| HN Mirror

Y	Hacker News new \| ask \| show \| jobs


	by loeg 883 days ago
	Why would you bother with a distributed filesystem when you don't have to?

6 comments

nh2 882 days ago

One reason for using Ceph instead of other RAID solutions on a single machine is that it supports disk failures more flexibly.

In most RAIDs (including ZFS's, to my knowledge), the set of disks that can fail together is static.

Say you have physical disks A B C D E F; common setup is to group RAID1'd disks into a pool such as `mirror(A, B) + mirror(C, D) + mirror(E, F)`.

With that, if disk A fails, and then later B fails before you replace A, your data is lost.

But with Ceph, and replication `size = 2`, when A fails, Ceph will (almost) immediately redistribute your data so that it has 2 replicas again, across all remaining disks B-F. So then B can fail and you still have your data.

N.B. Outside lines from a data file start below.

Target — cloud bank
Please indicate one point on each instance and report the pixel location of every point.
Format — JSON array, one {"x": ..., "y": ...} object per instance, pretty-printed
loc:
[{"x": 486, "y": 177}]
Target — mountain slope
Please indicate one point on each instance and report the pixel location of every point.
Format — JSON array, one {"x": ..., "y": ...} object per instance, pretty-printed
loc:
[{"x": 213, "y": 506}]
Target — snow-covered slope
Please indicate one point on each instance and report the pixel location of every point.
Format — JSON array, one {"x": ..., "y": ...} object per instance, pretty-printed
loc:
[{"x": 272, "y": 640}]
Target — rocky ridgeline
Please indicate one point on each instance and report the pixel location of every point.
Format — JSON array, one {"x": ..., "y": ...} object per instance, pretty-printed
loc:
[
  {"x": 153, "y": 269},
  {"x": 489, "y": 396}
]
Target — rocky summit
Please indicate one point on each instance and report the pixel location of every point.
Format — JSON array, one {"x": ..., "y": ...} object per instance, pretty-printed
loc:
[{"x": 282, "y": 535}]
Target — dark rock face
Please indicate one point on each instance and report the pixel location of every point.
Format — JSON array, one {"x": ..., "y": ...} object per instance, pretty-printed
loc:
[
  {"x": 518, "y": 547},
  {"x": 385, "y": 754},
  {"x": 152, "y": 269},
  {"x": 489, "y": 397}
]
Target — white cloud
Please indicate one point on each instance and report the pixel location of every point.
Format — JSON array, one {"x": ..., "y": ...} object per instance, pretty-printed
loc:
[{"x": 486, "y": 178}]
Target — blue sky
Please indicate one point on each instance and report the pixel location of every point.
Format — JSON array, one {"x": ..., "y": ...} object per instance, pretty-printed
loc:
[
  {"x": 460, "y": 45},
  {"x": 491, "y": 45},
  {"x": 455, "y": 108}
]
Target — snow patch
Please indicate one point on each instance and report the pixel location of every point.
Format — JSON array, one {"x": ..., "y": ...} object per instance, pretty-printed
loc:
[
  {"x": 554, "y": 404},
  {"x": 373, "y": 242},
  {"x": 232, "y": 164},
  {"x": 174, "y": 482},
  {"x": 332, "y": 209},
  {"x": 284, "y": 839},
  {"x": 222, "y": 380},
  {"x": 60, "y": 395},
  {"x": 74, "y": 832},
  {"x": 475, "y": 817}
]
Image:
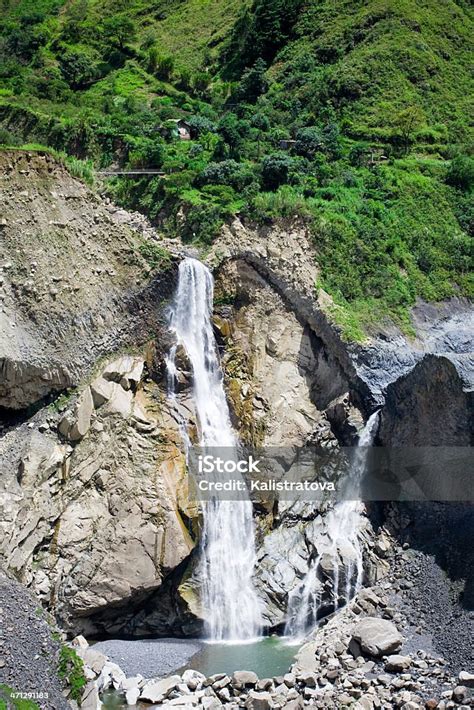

So in Ceph, you give it a pool of disks and tell it to "figure out the replication" iself. Most other systems don't offer that; the human defines a static replication structure.

link

imiric 883 days ago

For the same reason you would use one in enterprise deployments: if setup properly, it's easier to scale. You don't need to invest in a huge storage server upfront, but could build it out as needed with cheap nodes. Assuming it works painlessly as a single node filesystem, of which I'm not yet convinced if the existing solutions do.

link

loeg 883 days ago

> if setup properly, it's easier to scale

For home use/needs, I think vertical scaling is much easier.

link

imiric 883 days ago

Not really. Most consumer motherboards have a limited number of SATA ports, and server hardware is more expensive, noisy and requires a lot of space. Consumers usually go with branded NAS appliances, which are also expensive and limited at scaling.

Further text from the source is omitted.